Any time is a good time to let politicians know your feelings. Politicians pay a lot of attention to the media, and hearing from voters when these trials are unfolding will encourage elected officials to speak publicly in favour of these organizations, and the medical use of cannabis. Whether you are supporting a local club or telling your elected representative how important a dispensary would be in your own neighbourhood, patients should use these trials to pressure politicians into defending dispensaries and medical cannabis users in general. Though their agenda is typically supporting corporations, mass media needs to be held accountable when report- ing upon these trials and the status of medical cannabis in general. Writing letters to the editor, making phone calls to individual reporters, and issuing/forwarding press releases, are great ways to make sure your local media is up-to-date and aware the public is interested in the subject.

Many of the dispensaries face lengthy trials. Helping clubs fund-raise is critical for several reasons. Patients should not be expected to bear the full cost of these trials. Anyone could end up with a serious illness. Healthy compassionate cannabis consumers have a civic duty to assist disadvantaged and vulnerable neighbours. Helping a club with fundraising for legal fees can be a fun way to bring people together for an important cause.

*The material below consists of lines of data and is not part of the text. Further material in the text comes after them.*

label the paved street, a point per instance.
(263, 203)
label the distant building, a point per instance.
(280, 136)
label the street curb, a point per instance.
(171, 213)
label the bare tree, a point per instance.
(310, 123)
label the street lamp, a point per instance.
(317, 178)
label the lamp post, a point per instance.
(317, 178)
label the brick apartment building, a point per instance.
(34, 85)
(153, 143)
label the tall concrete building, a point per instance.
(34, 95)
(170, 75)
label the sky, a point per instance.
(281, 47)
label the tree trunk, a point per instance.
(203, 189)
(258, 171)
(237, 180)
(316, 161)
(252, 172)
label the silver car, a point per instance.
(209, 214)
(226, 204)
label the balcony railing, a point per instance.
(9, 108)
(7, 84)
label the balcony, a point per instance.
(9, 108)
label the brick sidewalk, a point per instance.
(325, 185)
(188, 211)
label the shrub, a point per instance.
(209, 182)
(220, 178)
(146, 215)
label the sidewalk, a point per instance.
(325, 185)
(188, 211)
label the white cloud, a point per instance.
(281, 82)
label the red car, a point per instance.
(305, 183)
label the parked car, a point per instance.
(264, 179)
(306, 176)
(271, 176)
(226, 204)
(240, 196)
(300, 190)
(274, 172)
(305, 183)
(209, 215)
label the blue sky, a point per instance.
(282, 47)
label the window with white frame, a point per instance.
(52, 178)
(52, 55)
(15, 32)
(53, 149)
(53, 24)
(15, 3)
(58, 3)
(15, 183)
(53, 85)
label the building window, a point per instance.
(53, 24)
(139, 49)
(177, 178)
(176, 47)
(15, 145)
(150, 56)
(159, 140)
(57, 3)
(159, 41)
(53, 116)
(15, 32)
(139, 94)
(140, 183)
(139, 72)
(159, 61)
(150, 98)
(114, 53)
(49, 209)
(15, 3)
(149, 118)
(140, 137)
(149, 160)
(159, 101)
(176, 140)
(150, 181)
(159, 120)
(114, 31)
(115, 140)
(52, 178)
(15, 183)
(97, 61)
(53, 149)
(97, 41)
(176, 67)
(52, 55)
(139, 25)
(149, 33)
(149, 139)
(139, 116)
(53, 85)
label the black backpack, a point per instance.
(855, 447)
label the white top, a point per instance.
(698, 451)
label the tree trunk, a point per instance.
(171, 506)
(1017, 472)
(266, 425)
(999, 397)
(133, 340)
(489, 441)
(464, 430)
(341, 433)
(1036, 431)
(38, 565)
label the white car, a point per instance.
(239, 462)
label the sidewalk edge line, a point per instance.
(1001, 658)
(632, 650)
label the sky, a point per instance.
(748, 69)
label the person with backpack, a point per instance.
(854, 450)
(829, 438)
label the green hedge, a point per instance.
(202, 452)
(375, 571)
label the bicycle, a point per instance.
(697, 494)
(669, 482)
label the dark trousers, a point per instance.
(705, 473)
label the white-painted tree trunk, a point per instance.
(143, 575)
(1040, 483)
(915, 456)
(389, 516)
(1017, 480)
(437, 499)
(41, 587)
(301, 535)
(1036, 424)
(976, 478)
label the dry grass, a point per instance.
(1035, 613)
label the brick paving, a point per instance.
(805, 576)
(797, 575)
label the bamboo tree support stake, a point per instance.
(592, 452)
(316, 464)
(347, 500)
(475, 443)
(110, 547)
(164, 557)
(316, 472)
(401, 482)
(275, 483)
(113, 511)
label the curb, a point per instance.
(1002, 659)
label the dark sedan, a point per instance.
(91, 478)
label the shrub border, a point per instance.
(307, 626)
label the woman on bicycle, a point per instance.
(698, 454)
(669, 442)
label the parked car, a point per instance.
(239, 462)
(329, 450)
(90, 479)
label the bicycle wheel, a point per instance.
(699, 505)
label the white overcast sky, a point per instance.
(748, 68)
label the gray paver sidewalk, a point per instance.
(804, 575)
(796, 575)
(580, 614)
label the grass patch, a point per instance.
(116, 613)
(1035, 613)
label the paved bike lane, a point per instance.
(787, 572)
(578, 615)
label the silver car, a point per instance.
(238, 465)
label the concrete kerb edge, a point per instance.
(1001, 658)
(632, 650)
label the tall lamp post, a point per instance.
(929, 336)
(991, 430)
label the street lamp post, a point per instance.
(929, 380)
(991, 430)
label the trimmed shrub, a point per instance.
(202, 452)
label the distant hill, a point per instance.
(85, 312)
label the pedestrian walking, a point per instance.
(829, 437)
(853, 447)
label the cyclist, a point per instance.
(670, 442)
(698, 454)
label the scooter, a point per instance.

The bakery trial, for example, will cost the group about $100,000 for all of the legal fees, and the costs of the expert witnesses. We have hired the top legal team in the country for the battle, with veteran John Conroy, Q.C. working with one of the brightest young lawyers in the country, KirkTousaw.

Ironically, as a result of this raid, we will be organizing events all over the west coast for the next four or five years to pay for these court costs. This means we will be hosting film nights, parties, raffles, art auctions, contests, and festivals, that bring cannabis consumers together. These activities will raise more than funds, they will raise spirits.

Many changes have occurred since the Court of Appeal for Ontario ruled the government must provide a legal means to access cannabis for medical purposes. On one hand, a few thousand people are legally growing cannabis for themselves, or have a designated caregiver do it for them. On the other hand, hundreds of thousands of patients are left without a doctor’s recommendation, with unlicensed dispensaries helping an estimated 25- 30 thousand people.

Improvements in medical cannabis distribution strategies will only occur when pressure is applied from concerned citizens. Placing public attention upon the government, for their failure to comply with basic tenants of the Parker decision and the Charter of Rights and Freedoms, is critical if we are to convince Canadian society to support community-based dispensaries.